A maioria das crianças brasileiras vive, hoje, em dois extremos: de um lado, temos crianças que, por uma situação de carência, são obrigadas a pular a infância e a trabalhar para ajudar os pais, seja vendendo alguma coisa nas ruas ou cumprindo tarefas domésticas. De outro, temos crianças que, justamente por possuírem pais que dispõem de recursos financeiros, são obrigadas a frequentar inúmeros cursos e atividades para prepará-las para o futuro. Ou, ainda, são alvos de uma indústria comercial que vende diariamente, e com um marketing agressivo, todo tipo de produto ou brinquedo, seja pelos vídeos em plataformas digitais, seja pelo apelo aos infantes em prateleiras de supermercados ou lojas. Nos dois casos, a infância, que já é tão curta, pode ficar ainda menor, podendo gerar prejuízos ao desenvolvimento integral da criança.
Vivemos, inegavelmente, em uma sociedade de hiperconsumo. Somos cercados de publicidades dizendo, o tempo todo, que precisamos consumir novos produtos e serviços para sermos felizes e realizados. E, apesar de poder ser eticamente questionável, essa prática não é errada de acordo com nossas leis. Mas, como se não bastasse reforçar para adultos essa ideologia consumista, parte da indústria ainda tenta passar isso para crianças.

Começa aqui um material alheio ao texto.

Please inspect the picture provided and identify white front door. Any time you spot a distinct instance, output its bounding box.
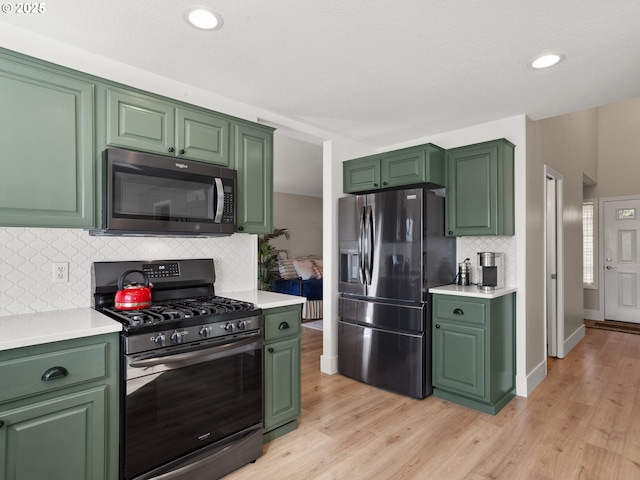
[604,198,640,323]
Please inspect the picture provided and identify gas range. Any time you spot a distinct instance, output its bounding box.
[93,259,265,480]
[92,259,262,354]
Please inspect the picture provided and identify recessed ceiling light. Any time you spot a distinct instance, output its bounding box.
[184,7,223,31]
[531,53,564,69]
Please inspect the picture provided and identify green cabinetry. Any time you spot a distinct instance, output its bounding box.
[234,121,274,234]
[432,292,515,415]
[0,333,119,480]
[343,143,445,193]
[0,51,94,227]
[445,138,514,236]
[263,304,301,442]
[103,87,232,166]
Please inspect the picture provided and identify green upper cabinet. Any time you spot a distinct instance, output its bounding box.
[343,143,445,194]
[234,121,274,234]
[105,87,175,155]
[445,138,515,236]
[104,87,231,166]
[343,155,381,193]
[176,106,230,166]
[0,53,94,228]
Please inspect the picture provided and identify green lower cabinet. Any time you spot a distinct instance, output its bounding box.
[0,387,107,480]
[0,333,119,479]
[432,293,515,415]
[0,51,94,228]
[263,305,301,443]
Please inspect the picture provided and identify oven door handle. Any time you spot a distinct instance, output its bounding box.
[129,336,262,369]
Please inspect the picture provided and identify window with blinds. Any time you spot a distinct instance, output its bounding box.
[583,200,597,288]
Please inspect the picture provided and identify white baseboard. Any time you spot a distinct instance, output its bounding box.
[320,354,338,375]
[523,358,547,397]
[564,323,585,356]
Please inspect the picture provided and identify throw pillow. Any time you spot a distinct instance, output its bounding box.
[278,259,298,280]
[312,259,323,279]
[293,259,315,280]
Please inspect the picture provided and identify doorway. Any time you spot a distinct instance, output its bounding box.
[545,167,564,358]
[603,196,640,323]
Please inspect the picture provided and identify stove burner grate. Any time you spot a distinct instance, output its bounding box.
[102,296,257,328]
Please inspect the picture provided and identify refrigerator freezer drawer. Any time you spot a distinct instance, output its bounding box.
[338,320,430,399]
[339,296,426,333]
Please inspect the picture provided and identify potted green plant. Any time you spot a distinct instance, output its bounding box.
[258,227,290,290]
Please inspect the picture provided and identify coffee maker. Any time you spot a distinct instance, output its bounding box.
[477,252,504,290]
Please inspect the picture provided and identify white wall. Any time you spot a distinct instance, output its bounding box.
[272,192,322,259]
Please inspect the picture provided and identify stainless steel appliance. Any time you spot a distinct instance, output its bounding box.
[338,188,456,399]
[91,148,237,237]
[92,259,263,480]
[478,252,504,290]
[457,258,471,286]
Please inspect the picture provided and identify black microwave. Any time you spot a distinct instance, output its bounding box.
[90,148,237,237]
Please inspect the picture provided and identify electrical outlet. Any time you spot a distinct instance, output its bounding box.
[53,262,69,283]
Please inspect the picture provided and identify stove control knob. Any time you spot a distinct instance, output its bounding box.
[223,322,234,333]
[170,330,183,344]
[237,320,247,331]
[199,326,211,338]
[153,333,166,347]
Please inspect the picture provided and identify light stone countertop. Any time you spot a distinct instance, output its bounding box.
[0,290,305,353]
[429,284,517,299]
[0,308,122,352]
[219,289,307,309]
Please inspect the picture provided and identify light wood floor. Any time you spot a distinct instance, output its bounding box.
[226,326,640,479]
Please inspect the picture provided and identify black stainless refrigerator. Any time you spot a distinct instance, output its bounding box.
[338,187,455,399]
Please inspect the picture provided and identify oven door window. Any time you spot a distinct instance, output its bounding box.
[125,347,262,479]
[113,163,216,223]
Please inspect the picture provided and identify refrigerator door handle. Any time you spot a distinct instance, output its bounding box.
[358,205,366,284]
[364,205,373,285]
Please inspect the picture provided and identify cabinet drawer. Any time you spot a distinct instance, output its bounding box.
[0,343,107,403]
[434,298,486,325]
[264,307,301,342]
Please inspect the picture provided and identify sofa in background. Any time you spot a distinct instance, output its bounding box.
[272,257,323,320]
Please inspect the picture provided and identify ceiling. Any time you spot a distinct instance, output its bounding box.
[2,0,640,196]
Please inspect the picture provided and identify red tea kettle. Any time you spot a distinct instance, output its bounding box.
[114,270,153,310]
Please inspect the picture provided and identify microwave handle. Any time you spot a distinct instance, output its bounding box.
[214,178,224,223]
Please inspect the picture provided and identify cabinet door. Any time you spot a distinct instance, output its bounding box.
[264,337,301,431]
[234,122,273,234]
[176,106,231,165]
[0,386,107,480]
[446,143,497,236]
[446,139,514,236]
[381,148,425,188]
[343,156,381,193]
[433,321,486,400]
[106,87,175,155]
[0,58,94,227]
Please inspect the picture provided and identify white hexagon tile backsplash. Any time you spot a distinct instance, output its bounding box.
[456,236,517,287]
[0,228,256,317]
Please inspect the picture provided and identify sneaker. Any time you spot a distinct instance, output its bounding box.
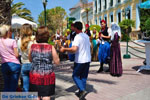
[79,91,88,100]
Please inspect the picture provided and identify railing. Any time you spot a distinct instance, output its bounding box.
[128,40,146,59]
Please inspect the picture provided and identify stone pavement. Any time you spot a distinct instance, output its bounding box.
[53,42,150,100]
[0,42,149,100]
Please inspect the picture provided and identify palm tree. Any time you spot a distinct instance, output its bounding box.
[0,0,11,25]
[11,0,34,21]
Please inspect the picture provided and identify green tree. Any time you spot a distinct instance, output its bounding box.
[140,8,150,34]
[11,0,34,21]
[119,19,135,41]
[145,18,150,36]
[38,6,67,34]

A brincadeira faz parte da infância, e qualquer pessoa que conviva com crianças, decerto, sabe que elas conseguem transformar qualquer coisa em diversão: um galho seco que caiu de uma árvore pode ser uma poderosa varinha de condão, assim como aquele lençol esticado, com algumas almofadas, torna-se uma cabana. Pedrinhas e sementes, em um copo, viram um incrível instrumento musical. Um saquinho de proteção de talheres vira um balão, etc.

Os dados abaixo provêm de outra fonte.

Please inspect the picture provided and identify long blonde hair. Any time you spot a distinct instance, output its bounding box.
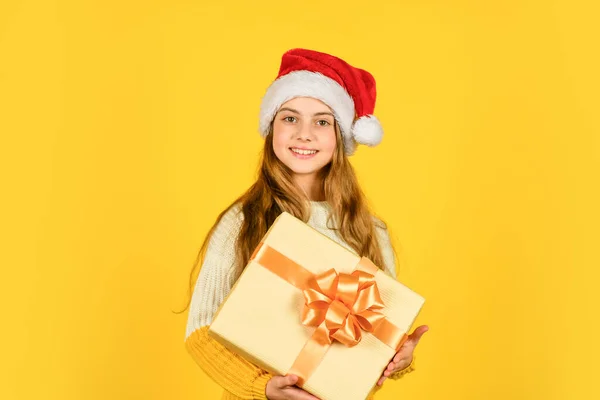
[174,123,393,314]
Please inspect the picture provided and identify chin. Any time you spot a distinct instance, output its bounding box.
[284,159,324,174]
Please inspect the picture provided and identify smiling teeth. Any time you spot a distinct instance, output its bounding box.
[291,148,317,155]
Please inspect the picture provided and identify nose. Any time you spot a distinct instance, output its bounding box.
[294,121,314,142]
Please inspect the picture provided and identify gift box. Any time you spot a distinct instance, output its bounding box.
[208,212,425,400]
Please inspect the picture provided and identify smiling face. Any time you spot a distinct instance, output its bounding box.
[272,97,337,180]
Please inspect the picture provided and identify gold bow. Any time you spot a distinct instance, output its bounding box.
[301,268,386,347]
[249,241,408,387]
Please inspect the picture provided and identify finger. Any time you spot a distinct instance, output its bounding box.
[273,374,298,388]
[385,360,404,375]
[393,348,411,363]
[408,325,429,345]
[391,358,410,372]
[393,325,429,363]
[377,375,387,386]
[386,359,403,375]
[284,374,299,387]
[393,351,403,363]
[394,345,416,363]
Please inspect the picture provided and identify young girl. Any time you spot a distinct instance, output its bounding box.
[182,48,429,400]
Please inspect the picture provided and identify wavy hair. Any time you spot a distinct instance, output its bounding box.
[175,123,393,314]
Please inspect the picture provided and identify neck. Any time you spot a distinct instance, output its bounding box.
[293,173,325,201]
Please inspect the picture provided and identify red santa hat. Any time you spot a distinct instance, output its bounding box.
[259,48,383,155]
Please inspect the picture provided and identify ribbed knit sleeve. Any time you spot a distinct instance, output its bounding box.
[186,326,272,399]
[184,203,272,399]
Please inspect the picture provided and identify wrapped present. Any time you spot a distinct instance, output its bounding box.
[208,212,425,400]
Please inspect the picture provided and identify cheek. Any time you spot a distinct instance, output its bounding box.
[271,125,291,160]
[272,131,288,154]
[321,131,337,156]
[272,121,289,147]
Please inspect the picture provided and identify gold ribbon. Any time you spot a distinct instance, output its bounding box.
[301,266,386,347]
[249,241,408,386]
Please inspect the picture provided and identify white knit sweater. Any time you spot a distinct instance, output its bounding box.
[185,201,397,341]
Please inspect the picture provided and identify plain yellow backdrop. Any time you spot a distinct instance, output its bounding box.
[1,0,599,399]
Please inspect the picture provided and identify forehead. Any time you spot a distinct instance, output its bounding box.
[279,97,334,114]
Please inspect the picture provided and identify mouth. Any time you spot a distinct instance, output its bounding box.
[289,147,319,159]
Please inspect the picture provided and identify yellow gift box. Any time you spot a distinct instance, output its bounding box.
[208,212,425,400]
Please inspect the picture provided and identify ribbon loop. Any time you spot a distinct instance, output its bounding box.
[301,266,386,348]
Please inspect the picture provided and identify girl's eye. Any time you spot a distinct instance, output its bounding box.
[317,120,331,126]
[284,116,297,123]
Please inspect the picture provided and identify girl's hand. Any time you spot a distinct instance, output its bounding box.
[265,374,320,400]
[376,325,429,386]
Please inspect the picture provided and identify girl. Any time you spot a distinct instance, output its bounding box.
[182,48,429,400]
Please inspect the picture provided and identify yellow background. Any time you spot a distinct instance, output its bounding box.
[1,0,598,399]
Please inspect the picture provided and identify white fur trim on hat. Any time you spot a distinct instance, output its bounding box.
[352,115,383,146]
[259,70,355,144]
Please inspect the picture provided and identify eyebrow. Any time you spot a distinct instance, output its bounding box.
[278,107,335,117]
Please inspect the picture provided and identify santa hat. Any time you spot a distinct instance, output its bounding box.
[259,48,383,155]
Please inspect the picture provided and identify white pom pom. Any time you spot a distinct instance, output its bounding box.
[352,115,383,146]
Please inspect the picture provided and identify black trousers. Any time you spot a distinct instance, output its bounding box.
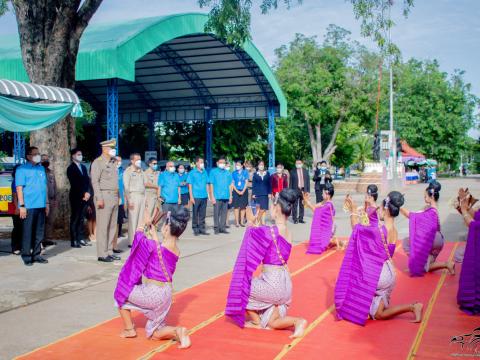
[192,198,207,233]
[292,189,304,221]
[21,208,45,262]
[11,214,22,252]
[315,184,326,203]
[70,199,87,244]
[117,204,126,236]
[213,199,228,232]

Crianças têm uma capacidade imaginativa ilimitada. Aliás, a partir dela, a brincadeira e o brincar livre se constroem naturalmente, se deixarmos. Sem distinções sociais, econômicas, de gênero ou regionalidade, o brincar é inegavelmente necessário à infância.

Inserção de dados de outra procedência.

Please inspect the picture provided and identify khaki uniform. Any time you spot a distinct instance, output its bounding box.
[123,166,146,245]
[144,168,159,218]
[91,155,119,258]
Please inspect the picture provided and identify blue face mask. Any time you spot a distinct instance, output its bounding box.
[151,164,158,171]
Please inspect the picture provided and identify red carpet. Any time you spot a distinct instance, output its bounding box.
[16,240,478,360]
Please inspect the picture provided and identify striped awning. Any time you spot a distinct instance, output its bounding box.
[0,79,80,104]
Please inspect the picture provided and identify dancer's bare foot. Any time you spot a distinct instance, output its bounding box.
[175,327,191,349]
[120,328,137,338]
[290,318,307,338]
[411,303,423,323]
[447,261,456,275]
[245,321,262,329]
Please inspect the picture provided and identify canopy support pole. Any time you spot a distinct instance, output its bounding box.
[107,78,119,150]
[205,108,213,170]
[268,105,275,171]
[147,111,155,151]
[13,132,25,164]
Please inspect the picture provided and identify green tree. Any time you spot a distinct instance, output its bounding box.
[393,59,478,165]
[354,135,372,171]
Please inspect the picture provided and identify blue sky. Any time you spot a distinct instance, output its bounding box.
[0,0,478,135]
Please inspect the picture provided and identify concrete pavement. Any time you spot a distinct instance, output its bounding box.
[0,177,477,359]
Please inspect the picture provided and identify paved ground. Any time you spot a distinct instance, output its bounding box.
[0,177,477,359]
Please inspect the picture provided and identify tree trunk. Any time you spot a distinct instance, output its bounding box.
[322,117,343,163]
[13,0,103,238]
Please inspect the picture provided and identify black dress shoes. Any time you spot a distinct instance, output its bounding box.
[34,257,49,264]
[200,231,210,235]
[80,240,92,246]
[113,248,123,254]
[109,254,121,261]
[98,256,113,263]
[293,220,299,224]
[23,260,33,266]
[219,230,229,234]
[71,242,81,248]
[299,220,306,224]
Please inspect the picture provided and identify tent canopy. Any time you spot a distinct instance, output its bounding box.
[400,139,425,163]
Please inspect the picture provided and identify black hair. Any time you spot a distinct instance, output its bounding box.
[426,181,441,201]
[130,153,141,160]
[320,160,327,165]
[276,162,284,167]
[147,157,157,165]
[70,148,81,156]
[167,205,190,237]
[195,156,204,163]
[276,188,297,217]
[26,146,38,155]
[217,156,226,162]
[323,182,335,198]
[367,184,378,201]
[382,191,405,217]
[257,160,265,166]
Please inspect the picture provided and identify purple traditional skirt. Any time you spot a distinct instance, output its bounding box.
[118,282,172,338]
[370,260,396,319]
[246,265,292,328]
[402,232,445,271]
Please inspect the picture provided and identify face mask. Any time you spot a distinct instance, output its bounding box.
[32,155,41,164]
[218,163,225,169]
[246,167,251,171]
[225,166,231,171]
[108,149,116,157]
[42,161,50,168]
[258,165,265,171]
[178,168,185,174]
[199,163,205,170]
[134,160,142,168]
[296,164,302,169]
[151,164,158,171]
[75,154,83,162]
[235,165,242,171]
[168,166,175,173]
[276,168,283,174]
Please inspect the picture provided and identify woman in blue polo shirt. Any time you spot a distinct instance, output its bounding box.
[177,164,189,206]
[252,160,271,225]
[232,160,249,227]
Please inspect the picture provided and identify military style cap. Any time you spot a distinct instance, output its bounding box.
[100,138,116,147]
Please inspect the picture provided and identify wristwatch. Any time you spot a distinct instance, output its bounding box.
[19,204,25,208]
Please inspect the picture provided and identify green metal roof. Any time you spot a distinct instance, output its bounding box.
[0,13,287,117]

Uma recente pesquisa do “Programa Criança e Consumo”, realizada pelo Instituto Alana, revelou que o impacto ambiental gerado pelo excesso de consumo de brinquedos e suas
embalagens plásticas são resultado de um ciclo complexo, que começa ainda na publicidade infantil, despertando o desejo de possuir determinado brinquedo, mas sem a devida percepção sobre um consumo consciente.
A sobrecarga de exposição publicitária desperta na criança a insaciedade de possuir todo tipo de novidade. Além do acúmulo de plásticos e pilhas dentro de casa, há falhas no descarte, o que vem contribuindo para o acúmulo desastroso de resíduos no meio ambiente.
Um dos principais dados da pesquisa mostrou que 90% dos brinquedos produzidos são mundialmente feitos com algum tipo de plástico que, segundo o World Wide Fund for Nature (WWF), pode permanecer no meio ambiente por até 500 anos.Além disso, só 9% do plástico que é produzido é, de fato, reciclado.
Para o sociólogo e mestre em psicologia Alexandre Borges, a compra de brinquedos contínua e sem limites cria, no imaginário da criança, o sentimento de que tudo está ao seu alcance, basta pedir aos pais. Este acúmulo sem consciência alimenta, no sujeito, desde pequeno, um sentimento de associação de bemestar pela ação de “comprar coisas” dispensáveis no dia a dia.
Esse é o ritmo frenético da indústria, que impõe, cada vez mais, o consumo, através da criação de pseudonecessidades que não têm fim - fora que, em caso de divórcios, às vezes, os presentes são formas de alienação ou “compras” e “compensações” dos filhos. Portanto, mais do que presentes no dia da criança, precisamos estar e se fazer presentes da vida das crianças, possibilitando, assim, a criação de crianças e futuros adultos conscientes.